America’s political history is not short on cultural icons running for office. After releasing a number of hit records with Cher, as well as writing and producing music for a litany of other artists, Salvatore Phillip “Sonny” Bono embarked on political career that lasted three decades and catapulted him to the U.S. House of Representatives. Arnold Schwarzenegger — whose title role in Terminator earned him the title of Governator — served as Governor of California from 2003 through 2011. While Bono earned a reputation as a “competent politician known for his sense of humor and approachability,” wrote CNN in his 1998 obituary, Schwarzenegger’s term in office was slightly more contentious, with San Jose Mercury News noting that the recall of Gray Davis that led to his election failed to “change anything that finally changed things” in California. Celebrity politicians are anything but uncontroversial, but nevertheless, many people who earned their fame elsewhere enter politics. Now, with former American Idol Clay Aiken’s decision to run for the House of Representatives in his home state of North Carolina, he has chosen to bank on his favorable career turn and make a bid for Congress.
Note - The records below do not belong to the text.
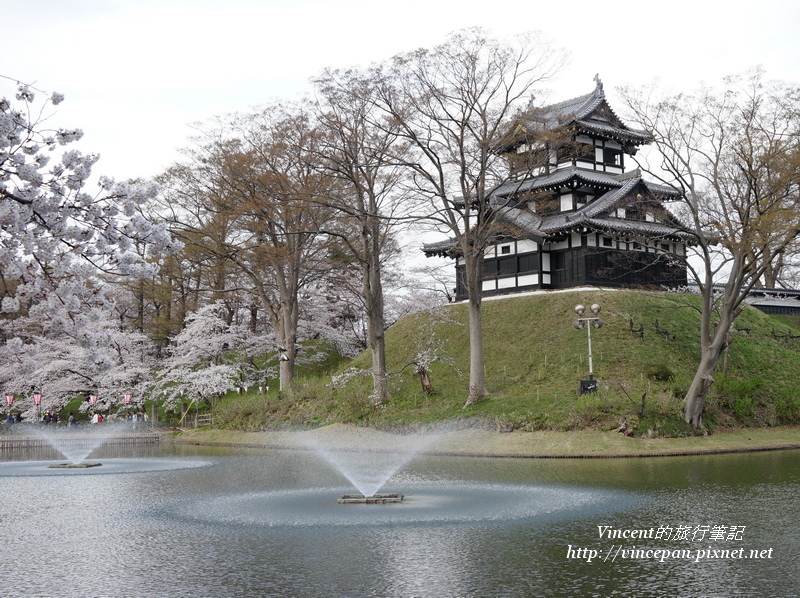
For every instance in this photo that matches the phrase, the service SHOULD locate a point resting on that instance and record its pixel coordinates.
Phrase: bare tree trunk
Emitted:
(695, 399)
(712, 347)
(373, 295)
(477, 379)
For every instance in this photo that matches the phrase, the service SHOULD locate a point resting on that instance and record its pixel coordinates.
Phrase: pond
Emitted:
(200, 521)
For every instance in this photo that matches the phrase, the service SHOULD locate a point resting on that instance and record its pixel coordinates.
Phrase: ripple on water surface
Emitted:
(428, 502)
(108, 466)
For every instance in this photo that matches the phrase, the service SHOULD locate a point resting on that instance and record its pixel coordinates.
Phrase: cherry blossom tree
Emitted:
(62, 355)
(50, 222)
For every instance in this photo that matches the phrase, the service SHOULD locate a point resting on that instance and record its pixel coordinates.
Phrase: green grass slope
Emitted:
(535, 359)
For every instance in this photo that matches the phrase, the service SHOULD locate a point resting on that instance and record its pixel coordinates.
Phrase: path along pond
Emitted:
(204, 521)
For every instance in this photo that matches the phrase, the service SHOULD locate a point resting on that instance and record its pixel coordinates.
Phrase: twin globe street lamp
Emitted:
(589, 385)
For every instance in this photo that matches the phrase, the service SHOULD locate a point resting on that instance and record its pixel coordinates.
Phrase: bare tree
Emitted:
(452, 105)
(357, 151)
(735, 158)
(257, 191)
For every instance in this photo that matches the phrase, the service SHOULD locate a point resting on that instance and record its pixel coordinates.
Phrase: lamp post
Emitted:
(589, 385)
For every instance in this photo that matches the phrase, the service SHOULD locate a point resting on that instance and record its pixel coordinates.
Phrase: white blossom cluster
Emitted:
(51, 228)
(61, 356)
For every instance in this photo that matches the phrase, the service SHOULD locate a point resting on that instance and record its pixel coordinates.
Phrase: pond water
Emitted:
(199, 521)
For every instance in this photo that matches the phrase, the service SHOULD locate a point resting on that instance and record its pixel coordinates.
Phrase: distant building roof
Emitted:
(588, 113)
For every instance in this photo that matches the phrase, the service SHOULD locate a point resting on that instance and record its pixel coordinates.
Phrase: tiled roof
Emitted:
(582, 112)
(595, 214)
(557, 179)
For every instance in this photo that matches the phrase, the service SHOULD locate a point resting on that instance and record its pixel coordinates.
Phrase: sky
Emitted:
(138, 73)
As the Washington Post political writer Aaron Blake noted, “Aiken is considered a long shot in a strongly conservative district,” which Republican president nominee Mitt Romney won by 15 points in the 2012 election. But he was also considered to be a surprise success of American Idol. During audiences, the show’s judges saw him an unlikely pop star with his glasses and unstyled appearance, and he only made it on American Idol as the second season’s viewer’s choice. However, he not only came in close second, earning millions of votes over the course of the season, but he also went on to be  one of the best selling alumni of American Idol from the series’ first 12 seasons.
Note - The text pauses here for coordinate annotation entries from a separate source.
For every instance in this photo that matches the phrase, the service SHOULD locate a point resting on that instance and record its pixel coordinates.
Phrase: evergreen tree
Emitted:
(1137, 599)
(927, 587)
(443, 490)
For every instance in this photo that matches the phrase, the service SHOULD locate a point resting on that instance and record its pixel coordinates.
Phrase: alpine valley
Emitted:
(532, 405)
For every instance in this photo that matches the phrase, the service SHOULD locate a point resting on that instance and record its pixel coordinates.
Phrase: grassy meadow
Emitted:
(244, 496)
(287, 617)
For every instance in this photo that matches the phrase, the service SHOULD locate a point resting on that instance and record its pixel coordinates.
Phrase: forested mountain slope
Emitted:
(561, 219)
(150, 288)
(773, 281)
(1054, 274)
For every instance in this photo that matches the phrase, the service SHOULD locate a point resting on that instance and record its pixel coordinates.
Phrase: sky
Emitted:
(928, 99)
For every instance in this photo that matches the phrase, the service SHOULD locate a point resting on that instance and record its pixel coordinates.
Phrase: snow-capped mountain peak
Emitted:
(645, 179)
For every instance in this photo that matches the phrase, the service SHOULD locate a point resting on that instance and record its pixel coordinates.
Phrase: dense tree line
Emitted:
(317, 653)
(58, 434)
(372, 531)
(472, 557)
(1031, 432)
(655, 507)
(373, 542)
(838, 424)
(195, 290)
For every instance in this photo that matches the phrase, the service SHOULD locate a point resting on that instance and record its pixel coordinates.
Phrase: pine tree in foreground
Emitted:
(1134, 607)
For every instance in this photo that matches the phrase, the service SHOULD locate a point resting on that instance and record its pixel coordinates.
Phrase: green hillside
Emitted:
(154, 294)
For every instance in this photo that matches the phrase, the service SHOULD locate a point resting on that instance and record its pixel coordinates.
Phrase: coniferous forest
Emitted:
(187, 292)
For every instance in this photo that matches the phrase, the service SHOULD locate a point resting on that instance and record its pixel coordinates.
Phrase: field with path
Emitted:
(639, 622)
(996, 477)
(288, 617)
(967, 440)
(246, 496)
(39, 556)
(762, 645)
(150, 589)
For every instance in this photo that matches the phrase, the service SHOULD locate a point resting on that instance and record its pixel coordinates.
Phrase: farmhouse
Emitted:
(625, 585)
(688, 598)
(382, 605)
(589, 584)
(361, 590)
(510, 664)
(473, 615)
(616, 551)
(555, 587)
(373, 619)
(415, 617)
He announced his candidacy on Wednesday, uploading a video to his campaign website that announced his motivations for running. “I am running for Congress for the same reason I chose to become a special education teacher — to help people in need and give them a voice,” Aiken said in the video, which was filmed in home of a family friend, where he and his mother slept on the floor for eight months during his childhood.
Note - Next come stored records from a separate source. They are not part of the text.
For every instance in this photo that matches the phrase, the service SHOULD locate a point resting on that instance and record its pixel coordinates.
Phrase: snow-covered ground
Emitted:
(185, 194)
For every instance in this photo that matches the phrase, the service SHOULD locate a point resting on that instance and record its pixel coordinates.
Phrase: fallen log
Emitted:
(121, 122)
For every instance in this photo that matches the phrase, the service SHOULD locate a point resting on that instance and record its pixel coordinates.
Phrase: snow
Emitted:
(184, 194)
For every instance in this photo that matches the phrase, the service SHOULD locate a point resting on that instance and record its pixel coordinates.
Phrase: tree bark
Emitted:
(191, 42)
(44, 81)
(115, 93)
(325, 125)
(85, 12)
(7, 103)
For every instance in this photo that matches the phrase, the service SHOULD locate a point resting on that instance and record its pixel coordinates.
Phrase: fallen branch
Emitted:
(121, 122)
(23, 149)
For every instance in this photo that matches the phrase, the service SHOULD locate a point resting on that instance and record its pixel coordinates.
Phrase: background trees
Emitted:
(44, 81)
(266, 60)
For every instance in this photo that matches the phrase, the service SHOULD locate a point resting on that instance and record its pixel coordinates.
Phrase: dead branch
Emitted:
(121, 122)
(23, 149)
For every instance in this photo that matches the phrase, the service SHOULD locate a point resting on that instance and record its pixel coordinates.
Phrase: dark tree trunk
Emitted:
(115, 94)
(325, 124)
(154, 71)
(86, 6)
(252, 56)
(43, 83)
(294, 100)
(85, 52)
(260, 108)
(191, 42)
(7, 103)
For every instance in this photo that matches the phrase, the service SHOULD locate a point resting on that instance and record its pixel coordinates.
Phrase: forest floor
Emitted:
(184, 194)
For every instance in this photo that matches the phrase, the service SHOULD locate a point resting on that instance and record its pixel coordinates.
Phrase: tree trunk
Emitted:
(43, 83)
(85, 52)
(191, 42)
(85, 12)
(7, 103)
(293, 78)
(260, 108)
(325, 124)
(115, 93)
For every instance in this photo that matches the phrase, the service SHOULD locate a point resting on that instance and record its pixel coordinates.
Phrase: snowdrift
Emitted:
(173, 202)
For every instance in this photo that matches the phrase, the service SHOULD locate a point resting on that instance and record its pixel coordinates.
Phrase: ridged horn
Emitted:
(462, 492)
While he did not mention Fox’s (NASDAQ:FOX) American Idol by name, he did hint that his appearance on the show gave him an opportunity to create change that he may not of otherwise had. “For most Americans, there are no golden tickets — at least not like the kind you see on TV,” he said. “More families are struggling today than at any time in our history, and here in North Carolina, we’ve suffered more than our share of pain.”

In the video, Aiken described his own personal pain: his impoverished upbringing. He later went on to describe how his childhood poverty had helped him to realize the importance of education. That realization led him to become a special education teacher for children with autism. Later, although he is a Democrat, President George W. Bush appointed Aiken to serve on an education commission concerning children with autism, an experience, he said, that convinced him that our problems as a nation “won’t be solved by one party or the other.” The story was meant to show Aiken is firm believer in both bipartisanship and in voting with accordance to the wishes and best interests of the district not the political party.

If Aiken survives the Democratic primary in North Carolina’s second district, he will be pitted against incumbent Republican Representative Renee Ellmers, who has served in the House since 2010 and won reelection in 2012 with 56 percent of the vote. In the video, Aiken said he believes Ellmers went to Washington with good intentions, but those good intentions fell by the wayside as she voted along party lines rather than in according with her district’s best interests.

“Even though she knew that voting for massive cuts to the military was bad for our country and for our district, she voted for them ten times, after her party leaders told her to.” South Carolina is home to Fort Bragg, a fact Aiken referenced. He also noted that she voted for “the government shutdown” 21 times “even though she said herself it would be a disaster for the economy. Then she complained that she needed her pay check.” These votes were bad for South Carolina, he said.

“This is what’s wrong with Washington — that a congresswoman would go there and vote against the best interests of North Carolina military families, and those who depend on the military for their jobs,” Aiken said. “To do it when you know it’s wrong is even worse,” he said. “And to do it because your national party told you to, that’s what convinced me, in the end, that if I didn’t try to do something about it, then I couldn’t complain if no one else did. I’m not a politician. I don’t ever want to be one. But I do want to help bring back, at least to my corner of Washington, the idea that someone can go to Washington to represent all the people, whether they voted for you or not, and maybe we can play a small part in igniting that change across the rest of our country.”